Friday, 12 July 2013

Notes from The virtues and faults of the Latin Christians by Tia Kolbaba (2012), (Edited by Paul Stephenson) in The Byzantine World.

Western Europe was accurately perceived by the Byzantines as being composed of many ethic groups, ethne (Kolbaba 114 : 2012), and the general attitude of the Byzantines to the western ethne changed over time. In late Byzantine society a perception of “the west” as an tyrannical enemy may have formed, with the phrase “Better the Turk than the Pope” (Brownsworth 2012) during the Palaiologian period (1204 -1453).

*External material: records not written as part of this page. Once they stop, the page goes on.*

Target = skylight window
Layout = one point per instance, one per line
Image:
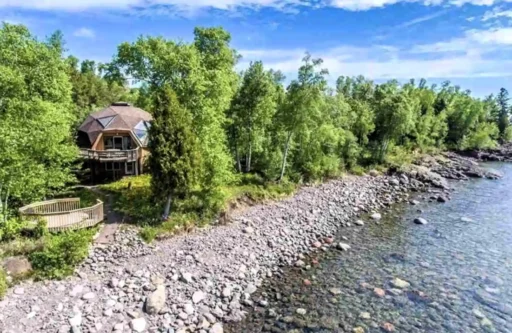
(105, 121)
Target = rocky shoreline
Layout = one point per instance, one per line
(197, 282)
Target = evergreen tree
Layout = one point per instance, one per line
(173, 145)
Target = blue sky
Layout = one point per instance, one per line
(468, 42)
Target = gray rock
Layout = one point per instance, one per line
(88, 296)
(198, 296)
(76, 320)
(343, 246)
(301, 311)
(187, 277)
(335, 291)
(420, 220)
(226, 292)
(216, 328)
(399, 283)
(156, 300)
(188, 308)
(19, 291)
(250, 289)
(17, 266)
(138, 325)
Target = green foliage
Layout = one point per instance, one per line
(174, 149)
(202, 76)
(134, 198)
(61, 254)
(3, 283)
(482, 137)
(251, 113)
(36, 145)
(11, 228)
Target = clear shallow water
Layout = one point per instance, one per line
(460, 271)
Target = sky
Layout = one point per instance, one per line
(468, 42)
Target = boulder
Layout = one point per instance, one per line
(198, 297)
(156, 300)
(138, 325)
(343, 246)
(17, 266)
(399, 283)
(216, 328)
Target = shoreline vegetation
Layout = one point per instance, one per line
(200, 280)
(218, 138)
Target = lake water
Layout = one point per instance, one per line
(459, 267)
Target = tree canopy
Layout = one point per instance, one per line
(36, 145)
(212, 124)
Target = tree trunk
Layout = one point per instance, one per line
(287, 146)
(249, 157)
(249, 154)
(167, 208)
(238, 164)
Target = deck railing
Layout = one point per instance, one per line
(64, 214)
(110, 155)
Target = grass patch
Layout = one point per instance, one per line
(134, 199)
(61, 253)
(51, 255)
(87, 197)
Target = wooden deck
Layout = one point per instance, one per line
(110, 155)
(64, 214)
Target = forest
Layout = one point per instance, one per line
(216, 126)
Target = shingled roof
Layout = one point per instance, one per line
(118, 116)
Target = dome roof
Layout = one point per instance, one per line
(118, 116)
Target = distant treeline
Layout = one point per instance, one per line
(247, 122)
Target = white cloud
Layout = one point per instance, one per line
(85, 33)
(465, 57)
(79, 5)
(496, 13)
(481, 41)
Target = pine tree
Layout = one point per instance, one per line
(174, 150)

During the early period (600 -843 AD) Orthodox monks took shelter in Rome during the revival of iconoclasms in 815 and when Orthodoxy was reintroduced in 843 many expressed admiration for St Peter and a commitment to ecumenical canons and imperial laws that indicated Rome as the first of the patriarchates. Greek churches in Italy provided Greek leaders who worked to keep Latin and Greek churches together during the middle period (843 -1050), they functioned as flexible moderate middlemen between the two patriarchial sees (Kobaba 121 : 2012).

The issue of the Latin churches using unleavened bread (azyma) in the Eucharist, while the Greek churches used yeast in bread that rises (enzyme) was in part because non Chalcedonian Armenians using unleavened bread that was a symbol for the one nature of Jesus Christ and attachment to Judaic rites, and this argument was extended to the Latin churches as well. During the later stages growing contact with Latins in Byzantine service lead to an increasing awareness of differences in ritual and doctrine. There were a number of different responses, some like John of Antioch (1101) thought differences in the azymes, Filioque and other Latin variations were insignificant and his actions speak to a commitment to coexistence (Kolbaba 124 : 2012). The success of the reformed papacy and its claims to plenitude potestatis provoked resistance and criticism.

Byzantine criticism of fundamental developments in Latin theology included the meaning of John 14:28, “The Father is greater than I (the son)”. The Byzantine emperor Manual I (1143 -1180) adopted the Latin meaning and forced it on the Greek Church. There were different philosophical traditions and some of the issues the Latins were discussing the Greeks were unaware of and were brought to their attention by diplomats, subsequently they became embroiled in the theological controversies of the Latin world in the twelfth century (Kolbaba 126 : 2012).

After the sack of Constantinople in 1204 by the fourth Crusade, theological speculation using Latin philosophical innovations and attention to the theological issues the Latins discussed was subsumed by political motivations and sometimes violent resistance. As a rule the moderate middlemen were silenced. At the Second Council of Lyons (1274) Greeks who spent too much time with Latins were suspected of heresy, those who though the differences were inconsequential were either exiled or converted to Latin Christianity (Kolbab 127 : 2012). When imperial envoys returned to Constantinople from the Second Council of Lyons, following the news that they had agreed to a church union they were greeted with the cries “You have become Franks!” (Kolbaba 127 : 2012). The violence following the Fourth Crusade and the Latin papacies attempts to realise its plenitude of power, penitude potestatis had decisively created an irreparable schism (Kolbaba 127 : 2012).

Cover of The Byzantine World (2012)



















Bibliography

Brownsworth, Lars.(December 2009). Lars Brownworth - Smithsonian Institute - Byzantium. @ http://www.youtube.com/watch?v=LQ4ilVj1xLE. Approx 70 minutes long. Uploaded May 2011. Last viewed 10-7-2013.  

Kolbaba, Tia. (2012). The virtues and faults of the Latin Chrisitans. (Edited by Paul Stephenson). From The Byzantine World. Published by Routledge. Pages 114 -127.